Luis Dézingue
Les mensonges bleu, blanc, rouge d’un Président de la Vème République
Ce que Sarkozy doit aux mensonges, c’est que non seulement ils lui permettent de bluffer en temps constant la réalité, mais encore de la gonfler de promesses qu’il ne tiendra jamais.
C’est pas qu’il soit mythomane, même s’il manifeste tous les symptômes de la mégalomanie ; il est surtout en politique celui qui n’a pour le peuple que mépris et déconsidération.
Les élections ont servi de mystification de la promesse. Le consensus populiste à droite, c’est avant tout le chèque en blanc pour permettre à un apprenti sorcier de jouer les prolongations dans la grande entreprise de démolition sociale. Et c’est peu de dire que son discours de Toulon restera la caricature de sa caricature usant du mensonge, de la façon la plus décomplexée qu’il soit donnée à un président de la Véme république élu au suffrage universel.
Le 25 septembre 2008 Sarkozy, dans son discours de Toulon (qui restera dans les annales), appelait à « moraliser » le capitalisme financier ; et déclarait « ll faudra imposer aux banques de financer le développement économique plutôt que la spéculation » ; et suit avec une approche Marxiste inattendue : « - Ne pas donner tous les bénéfices aux dirigeants et aux actionnaires - En destiner une part plus grande à ceux qui par leur travail ont créé la richesse - Redonner du pouvoir d’achat aux travailleurs ».

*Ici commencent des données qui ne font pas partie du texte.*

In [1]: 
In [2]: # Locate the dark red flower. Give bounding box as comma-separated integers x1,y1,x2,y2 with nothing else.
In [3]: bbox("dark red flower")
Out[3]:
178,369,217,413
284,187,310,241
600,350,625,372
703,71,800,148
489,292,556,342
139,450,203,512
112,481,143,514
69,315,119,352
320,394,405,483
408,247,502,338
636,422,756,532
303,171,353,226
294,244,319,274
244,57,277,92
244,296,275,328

Une phrase en encense une autre qui résonne de façon plus Léniniste cette fois, sur la crise : « Les responsabilités doivent être recherchés et les responsables de ce naufrage doivent être sanctionnés ». Puis c’est au tour du logement : façon ? « Je veux que d’ici à deux ans plus personne ne soit obligé de dormir sur le trottoir et d’y mourir de froid »; paroles pieuses mais creuses, le discours se poursuit sur une dizaine d’autres questions, réponse sur le même registre. A côté de ce qu’il fera réellement, ce type est incroyable. On se demande à quoi il carbure : mégalo ou plaisantin ? Il joue à fond la carte du bluff politique parce qu’il sait que la vérité le desservirait encore davantage qu’un mensonge qui n’est qu’un voeux pieux sans « conséquence ».

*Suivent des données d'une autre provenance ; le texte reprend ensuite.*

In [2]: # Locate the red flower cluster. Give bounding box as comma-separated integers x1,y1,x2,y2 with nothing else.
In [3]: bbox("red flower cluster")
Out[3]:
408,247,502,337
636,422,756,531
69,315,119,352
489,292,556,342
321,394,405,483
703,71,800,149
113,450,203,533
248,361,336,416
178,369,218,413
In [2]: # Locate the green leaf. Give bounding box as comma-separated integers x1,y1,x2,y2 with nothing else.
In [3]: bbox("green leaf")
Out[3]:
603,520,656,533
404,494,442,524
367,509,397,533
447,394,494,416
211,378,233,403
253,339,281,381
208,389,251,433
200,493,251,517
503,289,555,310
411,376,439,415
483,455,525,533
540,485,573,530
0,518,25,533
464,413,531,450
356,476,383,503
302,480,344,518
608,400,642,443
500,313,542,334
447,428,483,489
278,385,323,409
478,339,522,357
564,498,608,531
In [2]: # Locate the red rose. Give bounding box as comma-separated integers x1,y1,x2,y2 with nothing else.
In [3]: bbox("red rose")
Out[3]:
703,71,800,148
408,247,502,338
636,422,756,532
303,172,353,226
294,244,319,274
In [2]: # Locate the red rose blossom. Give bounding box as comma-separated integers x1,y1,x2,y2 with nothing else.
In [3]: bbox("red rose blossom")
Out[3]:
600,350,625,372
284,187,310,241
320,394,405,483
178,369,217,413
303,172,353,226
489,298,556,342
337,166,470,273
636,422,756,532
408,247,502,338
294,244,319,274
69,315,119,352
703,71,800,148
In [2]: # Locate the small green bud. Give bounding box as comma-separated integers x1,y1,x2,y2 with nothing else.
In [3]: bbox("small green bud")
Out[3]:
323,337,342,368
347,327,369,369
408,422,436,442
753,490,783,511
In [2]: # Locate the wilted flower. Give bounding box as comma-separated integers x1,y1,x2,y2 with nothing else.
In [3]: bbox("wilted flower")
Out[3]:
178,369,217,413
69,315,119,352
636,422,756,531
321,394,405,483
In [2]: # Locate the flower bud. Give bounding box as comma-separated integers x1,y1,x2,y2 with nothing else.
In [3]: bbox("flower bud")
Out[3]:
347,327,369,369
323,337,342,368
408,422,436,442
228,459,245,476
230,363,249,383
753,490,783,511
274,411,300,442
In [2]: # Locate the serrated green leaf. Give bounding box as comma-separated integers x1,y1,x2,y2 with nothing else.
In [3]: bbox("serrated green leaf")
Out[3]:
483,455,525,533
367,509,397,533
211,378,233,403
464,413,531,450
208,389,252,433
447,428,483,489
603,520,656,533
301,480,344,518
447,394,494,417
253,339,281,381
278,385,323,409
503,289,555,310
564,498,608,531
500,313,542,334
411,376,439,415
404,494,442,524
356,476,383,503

Un Pouvoir « Ambidextral », c’est la France rêvée de
Sarkozy : la main droite et la main gauche de l’Etat
Est-ce que la Politique serait devenue un métier comme un autre ? Je conçois que servir l’état peut trouver des équivalences dans les entreprises et administrations publiques. Mais quelle explication donner quand on est de gauche et que l’on assiste en direct au piètre ralliement des militants de gauche à un gouvernement de la droite libérale ? ça donne à réfléchir.
Sarkozy, éternellement en campagne, en a profité pour faire quelques provisions de personnalités dans le parti socialiste. Là, c’est le tour de Lang, Jack pas l’autre. Depuis le temps que Jack attend. Envoyé à Pyongyang en Corée du nord, c’est sa deuxième mission (secrète) après Cuba. Jack a la confiance du président, comme avec Tonton. J’espère que son ego ne va en souffrir, de servir de tapis rouge pour introduire notre président dans ces engeances.
« La France en difficulté a besoin de nous ». Quelle dérive pour ces D.R.H du P « S » à la recherche d’un pouvoir de substitution ! Faux-culs à gauche, supplétifs à droite, appelés en renfort pour aider le capital à prospérer. Ce n’est pas le hasard si DSK est pressenti pour représenter le PS (ce qui n’est pas encore gagné). L’ami de longue date des grands patrons, féru d’économie libérale, comme de sa critique. « Ambidextre » comme Mitterrand, « la main gauche et la main droite de l’état » (expression chère à Bourdieu ).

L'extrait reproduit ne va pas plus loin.